The investigation starts with Edith’s loved ones: her attentive boyfriend, her reserved best friend, and her patrician parents. As the search widens and press coverage reaches a frenzied pitch, secrets begin to emerge about Edith’s tangled love life and her erratic behavior leading up to her disappearance. With no clear leads, Manon summons every last bit of her skill and intuition to close the case, and what she discovers will have shocking consequences not just for Edith’s family, but for Manon herself.
This is an excellent novel and although I have learned to distrust book blurbs, I would have to say that Susie Steiner’s writing does remind me in some ways of Tana French. I am glad to see on Steiner’s author page that there appears to be a second DS Manon book in the works, and I will definitely read it.
The book mostly (but not completely) alternates between the POV of the missing young woman’s mother and that of DS Manon Bradshaw, one of the investigating officers. If you pay attention to the chapter headings, you know exactly who is narrating and it is not at all confusing.
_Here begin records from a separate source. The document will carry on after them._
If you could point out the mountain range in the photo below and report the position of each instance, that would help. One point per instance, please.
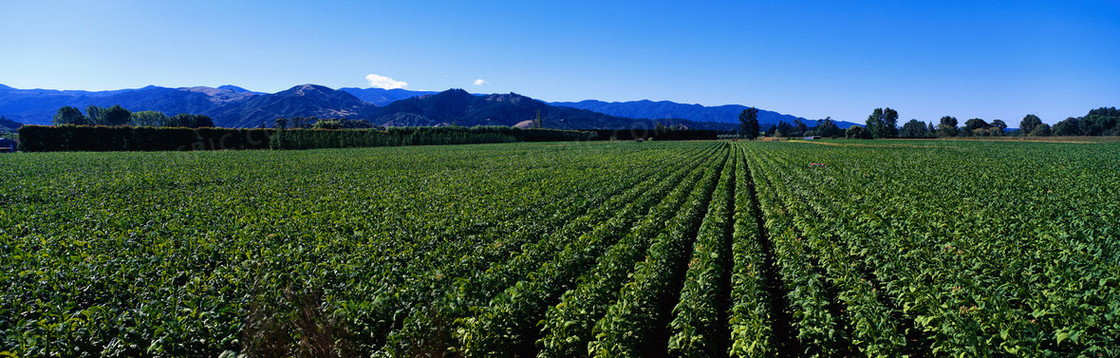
(239, 107)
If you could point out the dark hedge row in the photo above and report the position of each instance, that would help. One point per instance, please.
(101, 138)
(82, 138)
(665, 134)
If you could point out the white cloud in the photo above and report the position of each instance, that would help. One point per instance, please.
(382, 82)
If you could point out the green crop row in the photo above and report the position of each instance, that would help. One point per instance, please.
(568, 324)
(960, 248)
(699, 324)
(632, 324)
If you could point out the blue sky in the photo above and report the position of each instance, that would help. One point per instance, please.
(990, 59)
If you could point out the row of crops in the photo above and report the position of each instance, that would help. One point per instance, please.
(566, 250)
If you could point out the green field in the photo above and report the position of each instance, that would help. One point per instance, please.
(930, 248)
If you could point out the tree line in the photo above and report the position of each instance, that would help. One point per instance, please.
(119, 116)
(884, 123)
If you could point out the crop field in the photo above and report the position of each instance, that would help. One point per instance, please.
(702, 248)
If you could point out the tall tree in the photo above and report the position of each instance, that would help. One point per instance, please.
(783, 129)
(799, 128)
(857, 132)
(94, 114)
(71, 115)
(1066, 128)
(148, 119)
(875, 125)
(748, 123)
(828, 128)
(948, 126)
(115, 115)
(1041, 130)
(1028, 124)
(914, 129)
(889, 123)
(977, 124)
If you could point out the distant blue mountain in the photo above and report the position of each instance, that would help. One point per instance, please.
(239, 90)
(231, 105)
(382, 96)
(652, 110)
(38, 106)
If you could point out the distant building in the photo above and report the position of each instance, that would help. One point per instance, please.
(7, 145)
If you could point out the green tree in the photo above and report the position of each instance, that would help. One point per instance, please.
(1028, 124)
(115, 115)
(71, 115)
(783, 129)
(1066, 128)
(1041, 130)
(748, 123)
(186, 120)
(889, 123)
(874, 124)
(914, 129)
(148, 119)
(857, 132)
(883, 123)
(799, 128)
(327, 124)
(94, 114)
(948, 126)
(977, 124)
(828, 128)
(998, 128)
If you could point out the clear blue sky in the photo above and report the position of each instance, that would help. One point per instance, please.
(990, 59)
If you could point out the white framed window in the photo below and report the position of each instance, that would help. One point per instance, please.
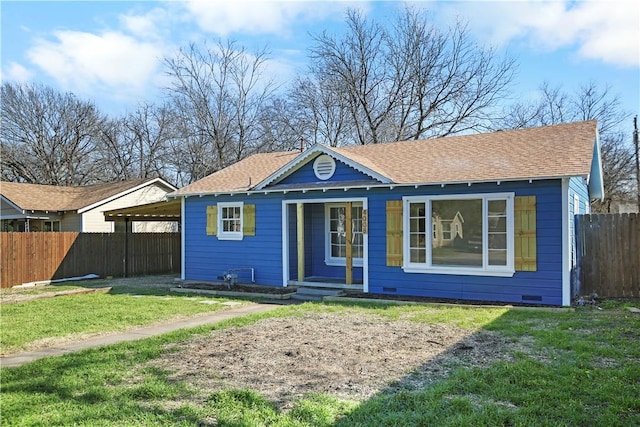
(230, 221)
(470, 234)
(51, 225)
(335, 232)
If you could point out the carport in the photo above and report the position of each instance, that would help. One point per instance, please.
(159, 211)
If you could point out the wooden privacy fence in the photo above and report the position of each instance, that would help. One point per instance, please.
(32, 257)
(608, 255)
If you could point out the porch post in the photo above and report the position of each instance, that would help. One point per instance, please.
(300, 232)
(348, 240)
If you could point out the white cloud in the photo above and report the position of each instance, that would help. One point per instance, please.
(16, 72)
(145, 26)
(260, 17)
(113, 61)
(607, 31)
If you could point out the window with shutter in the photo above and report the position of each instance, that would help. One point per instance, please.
(525, 233)
(249, 220)
(212, 220)
(394, 233)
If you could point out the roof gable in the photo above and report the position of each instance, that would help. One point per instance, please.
(558, 151)
(307, 157)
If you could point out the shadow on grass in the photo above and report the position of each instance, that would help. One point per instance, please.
(95, 387)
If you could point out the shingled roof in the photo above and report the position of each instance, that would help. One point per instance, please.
(556, 151)
(36, 197)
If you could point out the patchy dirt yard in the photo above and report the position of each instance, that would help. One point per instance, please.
(351, 356)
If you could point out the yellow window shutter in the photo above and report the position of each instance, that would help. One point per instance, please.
(212, 220)
(394, 233)
(249, 220)
(525, 233)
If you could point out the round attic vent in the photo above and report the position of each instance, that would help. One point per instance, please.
(324, 167)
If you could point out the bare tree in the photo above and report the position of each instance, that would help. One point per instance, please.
(220, 92)
(48, 137)
(589, 102)
(409, 81)
(138, 144)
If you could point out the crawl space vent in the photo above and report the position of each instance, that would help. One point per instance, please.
(324, 167)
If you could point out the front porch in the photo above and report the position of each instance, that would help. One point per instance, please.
(325, 244)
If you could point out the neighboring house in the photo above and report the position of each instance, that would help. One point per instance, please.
(34, 207)
(446, 232)
(363, 216)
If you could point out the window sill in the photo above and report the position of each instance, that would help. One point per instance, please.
(460, 271)
(230, 236)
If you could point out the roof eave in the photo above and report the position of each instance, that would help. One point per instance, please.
(302, 159)
(595, 179)
(125, 192)
(390, 185)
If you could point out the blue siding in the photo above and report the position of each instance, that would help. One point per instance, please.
(546, 283)
(579, 189)
(206, 257)
(343, 173)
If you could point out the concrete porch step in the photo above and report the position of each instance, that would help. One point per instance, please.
(304, 293)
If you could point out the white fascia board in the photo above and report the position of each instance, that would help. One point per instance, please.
(367, 187)
(595, 180)
(13, 205)
(306, 156)
(125, 192)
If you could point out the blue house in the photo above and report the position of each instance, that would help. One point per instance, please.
(374, 218)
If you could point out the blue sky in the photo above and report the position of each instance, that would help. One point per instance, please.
(111, 52)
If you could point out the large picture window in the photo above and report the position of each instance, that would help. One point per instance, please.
(468, 234)
(336, 244)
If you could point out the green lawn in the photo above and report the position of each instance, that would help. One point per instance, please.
(584, 370)
(35, 323)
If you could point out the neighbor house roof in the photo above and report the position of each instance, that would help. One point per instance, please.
(535, 153)
(36, 197)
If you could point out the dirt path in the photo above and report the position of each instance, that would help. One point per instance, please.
(349, 355)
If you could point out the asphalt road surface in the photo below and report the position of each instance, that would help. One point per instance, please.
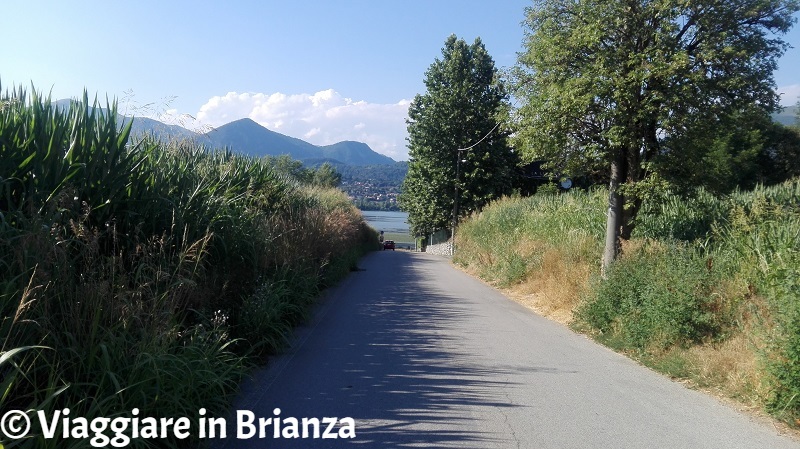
(421, 355)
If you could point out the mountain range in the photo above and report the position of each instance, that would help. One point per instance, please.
(248, 137)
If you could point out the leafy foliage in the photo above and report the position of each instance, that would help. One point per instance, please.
(132, 273)
(604, 83)
(461, 106)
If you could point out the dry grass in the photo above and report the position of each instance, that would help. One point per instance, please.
(555, 289)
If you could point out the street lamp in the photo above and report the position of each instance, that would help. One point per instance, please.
(455, 201)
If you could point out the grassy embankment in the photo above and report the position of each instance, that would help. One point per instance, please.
(706, 290)
(148, 275)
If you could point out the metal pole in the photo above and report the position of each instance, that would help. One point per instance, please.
(455, 204)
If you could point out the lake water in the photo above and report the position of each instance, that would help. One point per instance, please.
(388, 222)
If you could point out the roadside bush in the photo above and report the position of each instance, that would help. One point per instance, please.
(656, 296)
(135, 274)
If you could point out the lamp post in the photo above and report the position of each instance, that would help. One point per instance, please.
(455, 202)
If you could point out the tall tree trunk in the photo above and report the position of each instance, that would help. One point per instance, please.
(614, 219)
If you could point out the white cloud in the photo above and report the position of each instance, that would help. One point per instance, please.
(322, 118)
(790, 94)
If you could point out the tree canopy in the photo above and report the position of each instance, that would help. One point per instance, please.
(606, 83)
(455, 141)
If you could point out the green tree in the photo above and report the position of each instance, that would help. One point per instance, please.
(456, 147)
(739, 151)
(604, 83)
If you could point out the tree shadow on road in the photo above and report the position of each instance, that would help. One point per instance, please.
(386, 354)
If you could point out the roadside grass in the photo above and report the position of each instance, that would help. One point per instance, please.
(149, 275)
(706, 290)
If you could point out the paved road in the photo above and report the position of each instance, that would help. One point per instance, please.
(422, 355)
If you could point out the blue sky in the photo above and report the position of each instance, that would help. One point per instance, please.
(322, 71)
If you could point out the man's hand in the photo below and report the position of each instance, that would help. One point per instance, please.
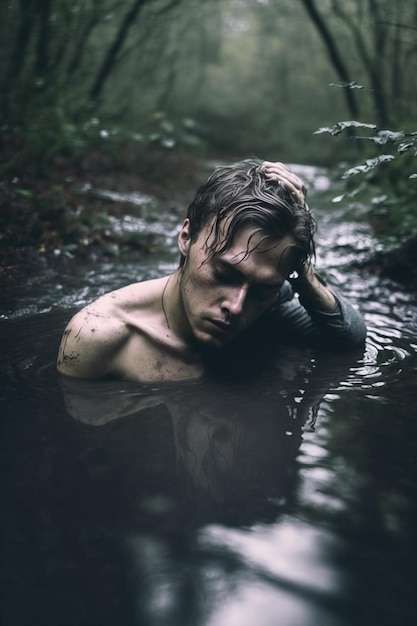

Steiner is an excellent wordsmith, although she may not yet have the mastery that French displays in her writing, but I think she will get there, quickly. Just as important to me, the solution to the case was not obvious from the beginning and she managed to surprise me on several fronts. Steiner is willing to give us flawed and realistic characters, people that we maybe don’t like much, but whose circumstances compel the reader to keep going.